Saturday, March 20, 2010

Thoughts.

So I have just finished week 2 of my new Bible study and I really am loving it. (I was a slacker and didn't do it over SB, so that's why it's been a week in between the starting and now). One principle that the past couple days has been based on is constantly in my mind, still without an answer to the many questions it has raised. So I will share it with all of you who actually read my blog, in hopes that it will raise similar questions in your own lives, and perhaps help answer them for everyone.

God shapes your life through circumstances, events, or other people. Throught true friends, false alliances, and suffering injustice or other hardships, He sculpts Christ- like chacteristics into our selfish hearts. This process can be painful, but the final result is that we become more like Jesus.
It's really true.

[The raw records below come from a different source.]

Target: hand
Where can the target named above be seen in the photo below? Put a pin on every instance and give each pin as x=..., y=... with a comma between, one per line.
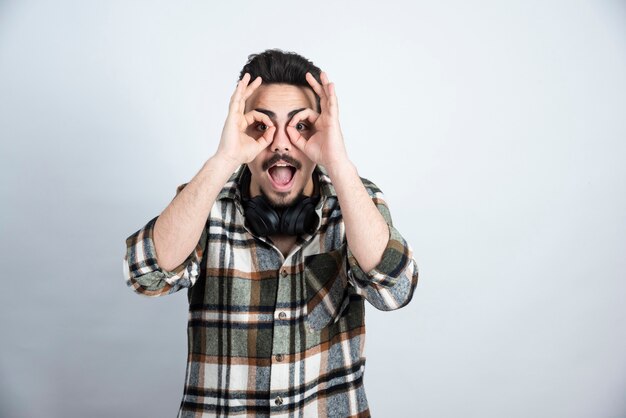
x=235, y=144
x=325, y=144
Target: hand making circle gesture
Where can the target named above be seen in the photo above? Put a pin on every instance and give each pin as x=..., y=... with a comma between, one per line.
x=235, y=144
x=325, y=145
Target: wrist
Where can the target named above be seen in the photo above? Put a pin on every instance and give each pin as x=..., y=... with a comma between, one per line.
x=340, y=167
x=225, y=162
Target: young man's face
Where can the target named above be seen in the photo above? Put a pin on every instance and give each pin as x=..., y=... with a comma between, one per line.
x=281, y=172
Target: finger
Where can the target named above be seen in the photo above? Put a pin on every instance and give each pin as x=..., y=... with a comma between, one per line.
x=315, y=85
x=296, y=138
x=251, y=88
x=266, y=139
x=333, y=106
x=325, y=82
x=308, y=115
x=256, y=116
x=235, y=98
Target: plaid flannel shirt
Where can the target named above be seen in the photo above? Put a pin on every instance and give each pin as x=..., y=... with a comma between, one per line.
x=270, y=335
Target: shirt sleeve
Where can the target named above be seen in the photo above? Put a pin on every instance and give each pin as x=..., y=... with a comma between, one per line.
x=144, y=275
x=389, y=285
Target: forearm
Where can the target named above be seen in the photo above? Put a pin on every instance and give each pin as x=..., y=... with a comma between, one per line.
x=367, y=232
x=179, y=227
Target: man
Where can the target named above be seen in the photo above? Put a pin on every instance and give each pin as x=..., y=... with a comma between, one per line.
x=277, y=257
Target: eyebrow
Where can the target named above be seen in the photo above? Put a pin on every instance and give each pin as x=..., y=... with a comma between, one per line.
x=272, y=115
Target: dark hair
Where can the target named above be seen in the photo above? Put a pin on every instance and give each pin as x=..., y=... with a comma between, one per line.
x=276, y=66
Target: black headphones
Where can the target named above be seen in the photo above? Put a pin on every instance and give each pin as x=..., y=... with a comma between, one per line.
x=263, y=220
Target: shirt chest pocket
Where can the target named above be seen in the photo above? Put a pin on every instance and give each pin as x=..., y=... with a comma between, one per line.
x=327, y=288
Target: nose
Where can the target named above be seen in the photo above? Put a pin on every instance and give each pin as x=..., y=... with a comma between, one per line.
x=281, y=142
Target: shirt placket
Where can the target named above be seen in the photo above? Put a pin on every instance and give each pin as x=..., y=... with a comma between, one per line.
x=283, y=320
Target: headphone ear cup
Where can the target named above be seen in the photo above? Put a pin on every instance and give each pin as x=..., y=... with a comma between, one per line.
x=261, y=218
x=300, y=218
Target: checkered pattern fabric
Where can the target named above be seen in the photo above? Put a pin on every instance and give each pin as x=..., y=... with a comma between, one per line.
x=271, y=335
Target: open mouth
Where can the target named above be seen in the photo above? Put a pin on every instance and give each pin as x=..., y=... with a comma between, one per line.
x=282, y=174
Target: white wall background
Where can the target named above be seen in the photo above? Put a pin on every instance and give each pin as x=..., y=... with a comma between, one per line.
x=496, y=129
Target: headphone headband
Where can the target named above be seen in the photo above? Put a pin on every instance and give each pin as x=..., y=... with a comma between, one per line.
x=264, y=220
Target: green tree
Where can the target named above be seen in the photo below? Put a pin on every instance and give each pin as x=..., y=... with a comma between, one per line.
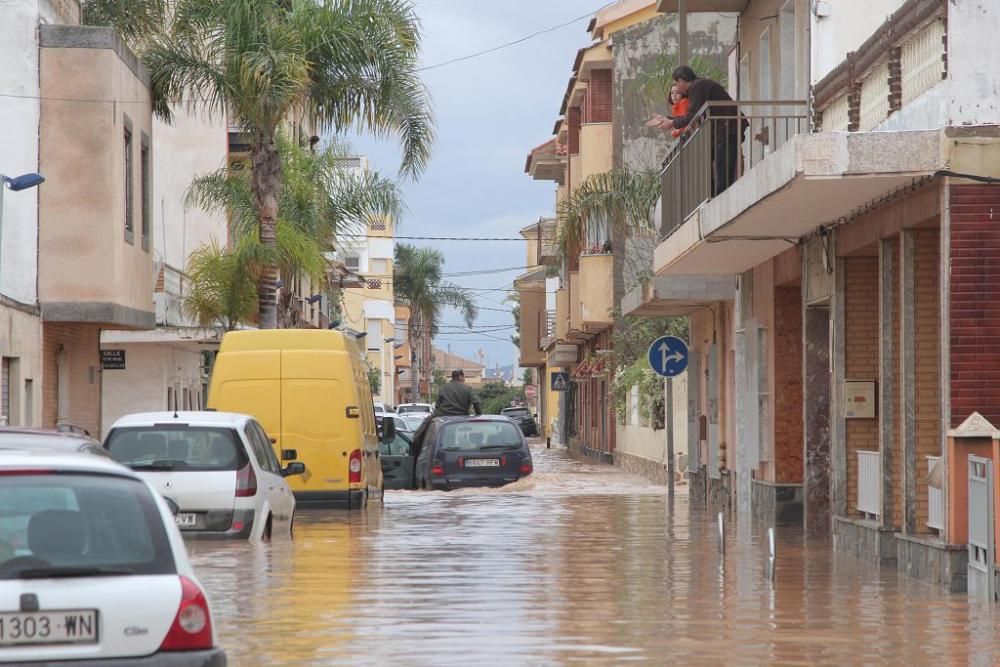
x=331, y=63
x=318, y=200
x=418, y=282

Even the outwardly appearing negative things or relationships that we deal with have some sort of purpose, and God can use them for our benefit. He can use anything and anyone He wants to...we just have to be maleable enough to be used and shaped.

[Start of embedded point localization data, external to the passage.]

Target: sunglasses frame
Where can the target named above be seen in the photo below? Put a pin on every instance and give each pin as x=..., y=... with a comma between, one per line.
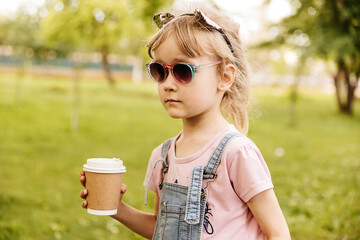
x=170, y=67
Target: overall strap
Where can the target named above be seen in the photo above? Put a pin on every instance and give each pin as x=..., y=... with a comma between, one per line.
x=164, y=169
x=192, y=212
x=214, y=161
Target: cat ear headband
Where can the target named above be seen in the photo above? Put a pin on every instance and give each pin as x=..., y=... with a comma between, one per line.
x=163, y=18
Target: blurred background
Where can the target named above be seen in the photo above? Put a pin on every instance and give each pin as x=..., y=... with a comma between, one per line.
x=73, y=85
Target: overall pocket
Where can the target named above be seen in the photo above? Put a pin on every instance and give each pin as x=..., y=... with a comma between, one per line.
x=170, y=223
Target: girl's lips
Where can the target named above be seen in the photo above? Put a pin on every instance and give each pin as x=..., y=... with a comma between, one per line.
x=171, y=100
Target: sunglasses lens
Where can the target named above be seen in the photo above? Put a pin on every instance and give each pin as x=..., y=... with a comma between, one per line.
x=182, y=73
x=157, y=72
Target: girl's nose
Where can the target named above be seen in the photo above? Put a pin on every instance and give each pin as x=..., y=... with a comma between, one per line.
x=170, y=83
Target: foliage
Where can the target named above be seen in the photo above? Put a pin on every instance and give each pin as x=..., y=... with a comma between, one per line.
x=21, y=32
x=329, y=30
x=314, y=165
x=108, y=26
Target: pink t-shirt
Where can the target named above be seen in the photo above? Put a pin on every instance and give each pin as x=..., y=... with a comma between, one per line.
x=242, y=173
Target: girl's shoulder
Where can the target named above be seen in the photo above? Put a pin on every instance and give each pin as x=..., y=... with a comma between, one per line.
x=242, y=148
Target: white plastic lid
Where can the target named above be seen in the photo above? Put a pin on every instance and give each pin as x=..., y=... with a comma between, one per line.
x=104, y=165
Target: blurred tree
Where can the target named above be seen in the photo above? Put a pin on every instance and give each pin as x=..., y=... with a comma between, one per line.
x=328, y=30
x=106, y=26
x=20, y=32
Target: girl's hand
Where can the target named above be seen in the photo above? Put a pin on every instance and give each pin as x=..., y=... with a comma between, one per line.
x=84, y=192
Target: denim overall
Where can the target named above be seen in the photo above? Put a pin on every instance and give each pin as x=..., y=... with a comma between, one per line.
x=182, y=208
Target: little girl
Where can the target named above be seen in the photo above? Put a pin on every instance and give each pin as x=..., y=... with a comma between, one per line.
x=210, y=181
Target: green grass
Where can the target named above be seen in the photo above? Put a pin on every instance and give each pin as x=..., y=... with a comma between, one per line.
x=316, y=180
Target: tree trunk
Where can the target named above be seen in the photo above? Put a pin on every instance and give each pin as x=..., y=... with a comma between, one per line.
x=106, y=68
x=345, y=88
x=75, y=108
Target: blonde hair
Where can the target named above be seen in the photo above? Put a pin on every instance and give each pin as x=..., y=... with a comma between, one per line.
x=195, y=39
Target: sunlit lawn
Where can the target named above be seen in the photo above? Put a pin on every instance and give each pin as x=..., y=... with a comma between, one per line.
x=315, y=164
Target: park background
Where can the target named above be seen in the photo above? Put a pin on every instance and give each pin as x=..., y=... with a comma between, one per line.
x=73, y=86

Another interesting thing that I guess I never really knew, (or if I did, I definitely forgot haha) was that diamonds come from coal. The only difference is time, intense heat and intense pressure. How can something so blah, grey and ugly turn into something that is revered as "a girl's best friend"? Crazy process...incredible outcome. It's the same in our walk. Crazy situations and really rough times with intensity and calamity..but an outcome beyond words...becoming a man/woman after God's heart, and closer to the person of Christ.
This is a crazy time in my life. And honestly, I don't know what God has for me through this whole process. This semester I have been in the worst physical pain of in my entire life, I've had to completely change my life because of this and I just know that there has to be something bigger in all of this. Bigger than the plans, bigger than the pain, and bigger than all my questions. And while I'm waiting for answers, that I may or may not ever get, I just have to be open for Him to mold and refine me through this process.